A LatticePolytope. If the polyhedron is compact and has integral vertices, the lattice polytope equals the polyhedron. If the polyhedron is compact but has at least one non-integral vertex, a strictly larger lattice polytope is returned.

If the polyhedron is not compact, a NotImplementedError is raised.

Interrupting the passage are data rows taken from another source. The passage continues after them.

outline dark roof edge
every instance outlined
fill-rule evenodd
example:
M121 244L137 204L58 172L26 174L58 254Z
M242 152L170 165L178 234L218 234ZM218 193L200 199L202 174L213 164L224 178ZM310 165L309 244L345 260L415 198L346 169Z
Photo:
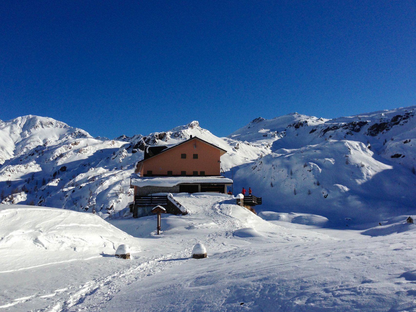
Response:
M137 164L139 163L141 163L141 162L142 162L143 161L144 161L145 160L147 160L148 159L150 159L151 158L152 158L154 157L155 156L157 156L158 155L160 155L162 153L164 153L166 151L168 151L169 150L171 149L174 149L175 147L176 147L176 146L179 146L181 144L183 144L184 143L186 143L186 142L188 142L188 141L190 141L191 140L194 140L194 139L197 139L197 140L199 140L199 141L202 141L202 142L203 142L204 143L206 143L207 144L209 144L210 145L212 146L213 146L214 147L215 147L216 149L219 149L219 150L220 150L221 151L223 151L224 152L224 154L226 154L227 153L227 151L225 151L225 150L223 149L221 149L220 147L217 146L216 145L214 145L212 143L210 143L209 142L207 142L205 140L203 140L202 139L200 139L199 138L198 138L197 136L194 136L194 137L193 137L192 138L190 138L188 140L185 140L183 142L181 142L180 143L178 143L178 144L176 144L176 145L174 145L173 146L171 146L171 147L169 147L169 148L168 148L167 149L166 149L163 150L163 151L161 151L158 154L156 154L156 155L154 155L153 156L151 156L151 157L149 157L148 158L146 158L146 159L145 159L144 158L143 158L141 160L139 160L139 161L138 161L137 163L136 163L136 166L137 167ZM224 155L224 154L223 154L223 155Z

If the polyhedron is not integral and envelope=False, a ValueError is raised.

ALGORITHM:

For each non-integral vertex, a bounding box of integral points is added and the convex hull of these integral points is returned.

EXAMPLES:

First, a polyhedron with integral vertices:

sage: P = Polyhedron(vertices=[(1, 0), (0, 1), (-1, 0), (0, -1)])
sage: lp = P.lattice_polytope()
sage: lp                                                            # optional - palp
2-d reflexive polytope #3 in 2-d lattice M
sage: lp.vertices()
M(-1,  0),
M( 0, -1),
M( 0,  1),
M( 1,  0)
in 2-d lattice M

Here is a polyhedron with non-integral vertices:

sage: P = Polyhedron( vertices = [(1/2, 1/2), (0, 1), (-1, 0), (0, -1)])
sage: lp = P.lattice_polytope()
Traceback (most recent call last):
...
ValueError: Some vertices are not integral. You probably want
to add the argument "envelope=True" to compute an enveloping
lattice polytope.
sage: lp = P.lattice_polytope(True)
sage: lp                                                            # optional - palp
2-d reflexive polytope #5 in 2-d lattice M
sage: lp.vertices()
M(-1,  0),
M( 0, -1),
M( 1,  1),
M( 0,  1),
M( 1,  0)
in 2-d lattice M

random_integral_point(**kwds)#

Return an integral point in this polyhedron chosen uniformly at random.

INPUT:

**kwds – optional keyword parameters that are passed to get_integral_point().

OUTPUT:

The integral point in the polyhedron chosen uniformly at random. If the polyhedron is not compact, a ValueError is raised. If the polyhedron does not contain any integral points, an EmptySetError is raised.